Два дня я наслаждался идиллией семейной жизни: практически ничего не делал, только проводил каждую секунду с любимой. Казалось, больше нет никаких проблем, есть только мы и что это счастье будет длиться бесконечно.
Вечером третьего дня у нас были гости, если быть точнее — гость.
— Александр Максимович! — я обрадовался Трепалову как родному.
— Здравствуй, Георгий!
— Перекусите с нами?
— С удовольствием! — не стал спорить мой начальник.
После обеда женщины, понимая, что Трепалов приехал неспроста, деликатно вышли из дома под каким-то предлогом.
— И впрямь — красиво тут у вас. Не обманул Боря, — произнёс начальник, бросив беспокойный взгляд сначала на дверь, а потом в окно.
— Всё в порядке, Александр Максимович. Можете говорить спокойно: нас не слушают.
— Ты не обижайся. Это я так, по привычке, — хмыкнул он.
— Понимаю. Сам такой — десять раз на воду дую.
— Заскучал, наверное? Застоялся как конь боевой?
— Как сказать… Столько времени жену не видел… Но, на работу тянет — врать не буду. Видимо, не создан я для спокойной жизни. Когда можно будет вернуться, Александр Максимович?
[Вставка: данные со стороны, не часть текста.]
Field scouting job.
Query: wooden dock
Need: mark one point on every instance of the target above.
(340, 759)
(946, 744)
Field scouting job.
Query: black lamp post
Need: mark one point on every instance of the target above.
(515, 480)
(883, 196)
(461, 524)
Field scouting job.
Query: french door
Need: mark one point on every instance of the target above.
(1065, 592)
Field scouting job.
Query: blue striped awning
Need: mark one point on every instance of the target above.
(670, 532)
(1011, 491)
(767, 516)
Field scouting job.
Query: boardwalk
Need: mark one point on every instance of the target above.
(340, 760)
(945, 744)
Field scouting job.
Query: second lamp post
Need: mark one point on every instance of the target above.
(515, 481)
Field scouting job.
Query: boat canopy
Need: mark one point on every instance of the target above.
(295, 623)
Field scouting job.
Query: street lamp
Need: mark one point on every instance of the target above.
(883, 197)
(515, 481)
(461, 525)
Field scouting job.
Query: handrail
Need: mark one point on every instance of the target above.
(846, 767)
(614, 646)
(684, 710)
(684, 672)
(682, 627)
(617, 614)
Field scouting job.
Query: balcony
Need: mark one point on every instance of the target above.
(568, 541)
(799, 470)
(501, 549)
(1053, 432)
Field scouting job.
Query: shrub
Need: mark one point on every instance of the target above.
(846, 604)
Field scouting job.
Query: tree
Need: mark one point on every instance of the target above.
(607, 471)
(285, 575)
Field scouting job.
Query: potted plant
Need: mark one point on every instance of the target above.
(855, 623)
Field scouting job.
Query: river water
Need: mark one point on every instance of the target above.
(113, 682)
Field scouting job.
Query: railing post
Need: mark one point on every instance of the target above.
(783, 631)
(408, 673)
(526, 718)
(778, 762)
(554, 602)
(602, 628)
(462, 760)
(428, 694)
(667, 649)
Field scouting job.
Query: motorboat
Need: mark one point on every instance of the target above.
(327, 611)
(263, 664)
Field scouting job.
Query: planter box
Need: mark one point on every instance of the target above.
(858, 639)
— Не скоро, Жора. После твоего камня такие круги пошли — долго покоя не будет. Да, кстати, товарищ Сталин передаёт тебе привет. И ещё немного на тебя обижается: оказывается, бутафорская кровь плохо отстирывается. Пропала, говорит, любимая шинель, — подмигнул Трепалов.
— Как он?
— Официально считается, что он убыл в Кисловодск на лечение. Неофициально — те, кому надо, считают, что ты его застрелил на Красной площади, даже его труп видели… Думают, что партия взяла паузу, выбирает момент получше, чтобы объявить о его смерти.
— А на самом деле что?
— А на самом деле товарищ Сталин, как и твоя семья, спрятаны в надёжном месте. Доступ к нему имеет пара-тройка доверенных лиц. Я вот к примеру в их круг не вхожу, мне через Артузова вся информация поступает, — без тени обиды произнёс Трепалов.